Provision the Windows Data Science Virtual Machine on Azure
The Microsoft Data Science Virtual Machine (DSVM) is a Windows Azure virtual machine (VM) image. It's preinstalled and configured with several tools that are used for data analytics and machine learning. The following tools are included:
- Azure Machine Learning Workbench.
- Microsoft Machine Learning Server Developer edition.
- Anaconda Python distribution.
- Jupyter Notebook with R, Python, and PySpark kernels.
- Microsoft Visual Studio Community.
- Microsoft Power BI desktop.
- Microsoft SQL Server 2017 Developer edition.
- A standalone Apache Spark instance for local development and testing.

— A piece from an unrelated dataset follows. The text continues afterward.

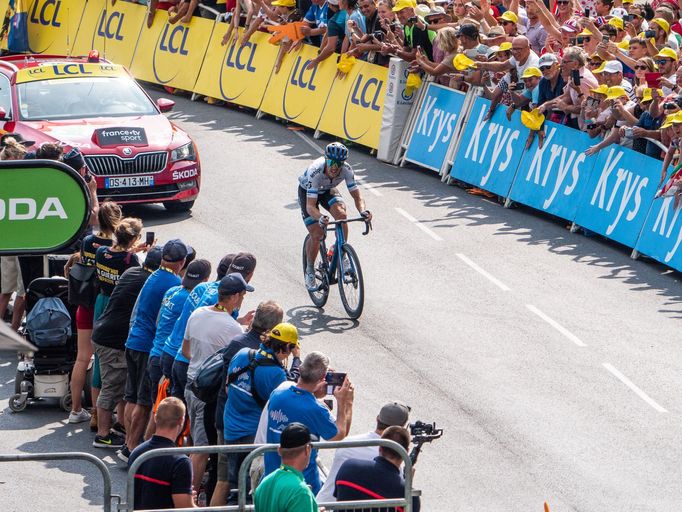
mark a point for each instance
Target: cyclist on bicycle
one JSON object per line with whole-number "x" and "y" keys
{"x": 317, "y": 187}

- Machine learning and data analytics tools:
- Deep learning frameworks. A rich set of AI frameworks are included on the VM: Microsoft Cognitive Toolkit, TensorFlow, Chainer, mxNet, and Keras.
- Vowpal Wabbit. A fast machine learning system that supports techniques like online hashing, allreduce, reductions, learning2search, and active and interactive learning.
- XGBoost. A tool that provides fast and accurate boosted tree implementation.
- Rattle, the R analytical tool to learn easily. A tool that gets you started with data analytics and machine learning in R. It includes GUI-based data exploration and modeling with automatic R code generation.
- Weka. Visual data mining and machine learning software in Java.
- Apache Drill. A schema-free SQL query engine for Apache Hadoop, NoSQL, and cloud storage. It supports ODBC and JDBC interfaces for querying NoSQL and files from standard BI tools like Power BI, Microsoft Excel, and Tableau.
- Libraries in R and Python for use in Azure Machine Learning and other Azure services.
- Git, including Git Bash, to work with source code repositories that include GitHub and Azure DevOps. Git provides several popular Linux command-line utilities that are accessible both on Git Bash and a command prompt. Examples are awk, sed, perl, grep, find, wget, and curl.
Data science involves iterating on a sequence of tasks:
- Find, load, and preprocess data.
- Build and test models.
- Deploy the models for consumption in intelligent applications.
Data scientists use several tools for these tasks. It can be time consuming to find the appropriate versions of software and then download and install them. The Microsoft Data Science Virtual Machine saves time by providing a ready-to-use image that can be provisioned on Azure with several popular tools preinstalled and configured.
The Microsoft Data Science Virtual Machine jump-starts your analytics project. You can work on tasks in various languages including R, Python, SQL, and C#. Visual Studio provides an easy-to-use integrated development environment (IDE) to develop and test your code. The Azure SDK is included in the VM. So you can build your applications by using various services on Microsoft’s cloud platform.
There are no software charges for this data science VM image. You pay only the Azure usage fees. They depend on the size of the virtual machine you provision. More details on compute fees are in the Pricing details section on the Data Science Virtual Machine page.
Other versions of the Data Science Virtual Machine
- An Ubuntu image. It has many tools similar to the DSVM plus a few additional deep learning frameworks.
- A Linux CentOS image.
- The Windows Server 2012 edition of the Data Science Virtual Machine. A few tools are available only on the Windows Server 2016 edition. Otherwise, this article also applies to the Windows Server 2012 edition.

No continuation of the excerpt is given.